Ils soutiennent que :
- la décision attaquée est insuffisamment motivée et est entachée d’un défaut d’examen particulier de leur situation ;
- elle est entachée d’une erreur manifeste d’appréciation dans l’exercice par la préfète du Rhône de son pouvoir de régularisation ;
- elle méconnaît les stipulations de l’article 8 de la convention européenne de sauvegarde des droits de l’homme et des libertés fondamentales.
La requête a été communiquée à la préfète du Rhône qui n’a pas produit de mémoire en défense.
M. F... D... a été admis au bénéfice de l’aide juridictionnelle totale par une décision du 23 février 2024.
Vu les autres pièces du dossier ;
Vu :
- le code de l’entrée et du séjour des étrangers et du droit d’asile ;
- la loi n° 91-647 du 10 juillet 1991 ;
- le code de justice administrative.
La présidente de la formation de jugement a dispensé la rapporteure publique, sur sa proposition, de prononcer des conclusions à l’audience.
Après avoir entendu, au cours de l’audience publique :
- le rapport de Mme Pouyet, conseillère ;
- et les observations de Me Lechat, substituant Me Couderc, représentant M. F... D... et Mme A... C....
Considérant ce qui suit :
Ressortissant soudanais né en 1988 et résidant en France, où il bénéficie du statut de réfugié, M. F... D... a présenté, le 16 novembre 2022, une demande de regroupement familial au bénéfice de son épouse, Mme B... A... C... et de leur fille mineure. M. F... D... et Mme A... C... demandent au tribunal d’annuler la décision du 14 décembre 2023 par laquelle la préfète du Rhône a rejeté cette demande.

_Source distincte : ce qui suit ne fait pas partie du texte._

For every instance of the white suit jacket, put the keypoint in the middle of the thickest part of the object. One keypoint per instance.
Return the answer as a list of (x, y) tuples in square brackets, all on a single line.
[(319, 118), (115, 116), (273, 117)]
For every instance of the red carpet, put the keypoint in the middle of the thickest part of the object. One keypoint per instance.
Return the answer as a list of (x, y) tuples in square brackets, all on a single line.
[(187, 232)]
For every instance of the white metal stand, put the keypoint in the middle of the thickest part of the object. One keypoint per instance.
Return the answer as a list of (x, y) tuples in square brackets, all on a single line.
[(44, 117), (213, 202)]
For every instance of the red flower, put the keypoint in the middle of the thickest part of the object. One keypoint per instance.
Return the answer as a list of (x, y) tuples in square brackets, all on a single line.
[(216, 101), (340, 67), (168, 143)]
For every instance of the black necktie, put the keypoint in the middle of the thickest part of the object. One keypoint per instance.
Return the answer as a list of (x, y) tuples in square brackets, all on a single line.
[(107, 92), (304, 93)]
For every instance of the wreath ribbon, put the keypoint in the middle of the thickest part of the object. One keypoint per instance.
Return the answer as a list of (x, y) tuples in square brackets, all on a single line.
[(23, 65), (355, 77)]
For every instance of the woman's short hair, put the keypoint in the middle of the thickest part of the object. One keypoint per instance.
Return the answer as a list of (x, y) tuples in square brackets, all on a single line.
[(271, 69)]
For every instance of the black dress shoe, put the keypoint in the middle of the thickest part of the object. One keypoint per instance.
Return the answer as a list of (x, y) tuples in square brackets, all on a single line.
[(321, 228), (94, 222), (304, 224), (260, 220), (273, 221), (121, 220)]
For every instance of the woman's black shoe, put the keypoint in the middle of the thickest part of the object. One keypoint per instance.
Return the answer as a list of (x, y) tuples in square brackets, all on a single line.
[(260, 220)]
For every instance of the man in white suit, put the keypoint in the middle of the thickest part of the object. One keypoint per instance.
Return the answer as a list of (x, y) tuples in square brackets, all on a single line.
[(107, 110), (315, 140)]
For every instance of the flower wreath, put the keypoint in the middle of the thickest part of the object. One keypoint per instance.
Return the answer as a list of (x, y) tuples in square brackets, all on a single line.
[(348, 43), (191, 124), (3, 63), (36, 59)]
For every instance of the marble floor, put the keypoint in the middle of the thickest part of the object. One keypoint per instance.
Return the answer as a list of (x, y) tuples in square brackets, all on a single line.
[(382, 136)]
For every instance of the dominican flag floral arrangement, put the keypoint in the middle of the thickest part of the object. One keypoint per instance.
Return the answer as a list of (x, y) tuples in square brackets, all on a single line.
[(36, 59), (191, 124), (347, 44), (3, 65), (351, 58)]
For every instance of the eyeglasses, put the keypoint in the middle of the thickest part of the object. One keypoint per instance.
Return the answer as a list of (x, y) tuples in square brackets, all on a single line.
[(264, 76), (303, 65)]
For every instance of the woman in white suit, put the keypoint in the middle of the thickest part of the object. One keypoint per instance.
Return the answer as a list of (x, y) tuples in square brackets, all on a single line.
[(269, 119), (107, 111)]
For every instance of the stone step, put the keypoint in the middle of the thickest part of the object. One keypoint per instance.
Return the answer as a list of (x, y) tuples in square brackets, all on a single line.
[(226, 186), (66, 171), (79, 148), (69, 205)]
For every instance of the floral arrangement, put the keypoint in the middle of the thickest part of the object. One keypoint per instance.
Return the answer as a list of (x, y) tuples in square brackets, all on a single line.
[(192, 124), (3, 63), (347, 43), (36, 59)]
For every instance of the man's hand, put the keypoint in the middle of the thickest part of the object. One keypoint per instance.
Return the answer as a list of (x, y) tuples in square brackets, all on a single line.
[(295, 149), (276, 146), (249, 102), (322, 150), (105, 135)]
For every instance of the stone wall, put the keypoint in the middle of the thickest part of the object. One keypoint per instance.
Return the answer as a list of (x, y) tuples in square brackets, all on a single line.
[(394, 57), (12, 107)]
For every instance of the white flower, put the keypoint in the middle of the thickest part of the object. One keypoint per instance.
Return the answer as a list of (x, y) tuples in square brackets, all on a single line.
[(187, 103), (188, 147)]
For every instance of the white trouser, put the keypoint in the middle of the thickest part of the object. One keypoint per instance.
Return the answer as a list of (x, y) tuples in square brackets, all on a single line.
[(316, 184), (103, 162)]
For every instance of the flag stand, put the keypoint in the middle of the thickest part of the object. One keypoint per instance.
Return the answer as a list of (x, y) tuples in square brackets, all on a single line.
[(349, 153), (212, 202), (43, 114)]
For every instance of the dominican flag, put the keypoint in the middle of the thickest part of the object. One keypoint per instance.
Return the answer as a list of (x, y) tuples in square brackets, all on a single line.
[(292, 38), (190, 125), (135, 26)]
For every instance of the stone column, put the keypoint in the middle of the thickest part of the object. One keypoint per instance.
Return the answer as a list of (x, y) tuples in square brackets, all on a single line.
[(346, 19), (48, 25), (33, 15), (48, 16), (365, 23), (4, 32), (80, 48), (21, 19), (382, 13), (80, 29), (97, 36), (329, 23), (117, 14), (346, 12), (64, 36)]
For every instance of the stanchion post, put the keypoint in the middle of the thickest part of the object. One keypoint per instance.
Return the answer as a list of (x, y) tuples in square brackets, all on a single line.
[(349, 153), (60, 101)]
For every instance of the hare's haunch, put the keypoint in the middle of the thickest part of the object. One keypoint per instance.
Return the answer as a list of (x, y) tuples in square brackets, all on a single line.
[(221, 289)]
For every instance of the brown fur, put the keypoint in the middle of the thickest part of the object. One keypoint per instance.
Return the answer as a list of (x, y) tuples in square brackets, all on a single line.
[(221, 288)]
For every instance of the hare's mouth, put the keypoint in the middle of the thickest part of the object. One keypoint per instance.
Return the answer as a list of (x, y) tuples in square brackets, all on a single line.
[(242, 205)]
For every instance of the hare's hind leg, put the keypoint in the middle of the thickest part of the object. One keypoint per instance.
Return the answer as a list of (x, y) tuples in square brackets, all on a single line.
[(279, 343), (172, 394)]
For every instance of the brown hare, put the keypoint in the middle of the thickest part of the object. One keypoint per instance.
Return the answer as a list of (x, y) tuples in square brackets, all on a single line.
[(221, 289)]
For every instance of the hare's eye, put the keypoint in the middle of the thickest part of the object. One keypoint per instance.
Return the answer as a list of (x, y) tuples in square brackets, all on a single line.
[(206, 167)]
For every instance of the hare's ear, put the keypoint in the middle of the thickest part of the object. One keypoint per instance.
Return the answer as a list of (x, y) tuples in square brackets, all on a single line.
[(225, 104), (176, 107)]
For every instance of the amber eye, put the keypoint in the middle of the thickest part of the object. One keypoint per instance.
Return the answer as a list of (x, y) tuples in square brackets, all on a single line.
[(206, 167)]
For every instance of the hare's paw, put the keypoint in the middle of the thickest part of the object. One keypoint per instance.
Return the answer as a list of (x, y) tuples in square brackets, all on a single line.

Sur les conclusions à fin d’annulation :
Il ressort des pièces du dossier et des éléments de fait exposés par le requérant et non contredites par la préfète du Rhône, qui n’a pas produit d’observations en défense, que M. F... D... a connu son épouse en 2018 dans le camp de réfugiés de Milé (Tchad) où leur mariage a été célébré le 13 juin 2019, et que le couple a été séparé en octobre 2019 après que le requérant a obtenu l’autorisation de rejoindre la France dans le cadre du programme de réinstallation du Haut-commissariat aux réfugiés. Il a ensuite pu repartir au Tchad auprès de son épouse durant quelques mois en 2022, Mme A... C... ayant donné naissance à leur fille le 25 avril 2023. Cependant, en raison d’une omission entachant le certificat de mariage délivré par la commission nationale d’accueil, de réinsertion des réfugiés et des rapatriés, le requérant n’a pu établir la date de son mariage avec Mme A... C..., ce qui a conduit au rejet, le 27 avril 2022, de la demande de réunification familiale présentée par cette dernière. De plus, si ses revenus sont insuffisants pour prétendre au bénéfice du regroupement familial, le requérant a néanmoins fait preuve d’une volonté d’insertion professionnelle dans le cadre de missions d’intérim, qu’il n’a interrompues qu’en raison de son voyage au Tchad en juin 2022 pour y rejoindre son épouse et régulariser leur certificat de mariage, et avait entrepris des démarches pour une formation en tant qu’électricien du bâtiment en mai 2023. En outre, son épouse et leur fille, âgée de quelques mois à la date de la décision attaquée, résident dans un camp de réfugié où elles sont exposées à des conditions de vie très précaires. Ainsi, dans les circonstances très particulières de l’espèce, en refusant de faire droit à la demande de regroupement familial présentée par M. F... D... au bénéfice de son épouse, la préfète du Rhône a entaché sa décision d’une erreur manifeste d’appréciation.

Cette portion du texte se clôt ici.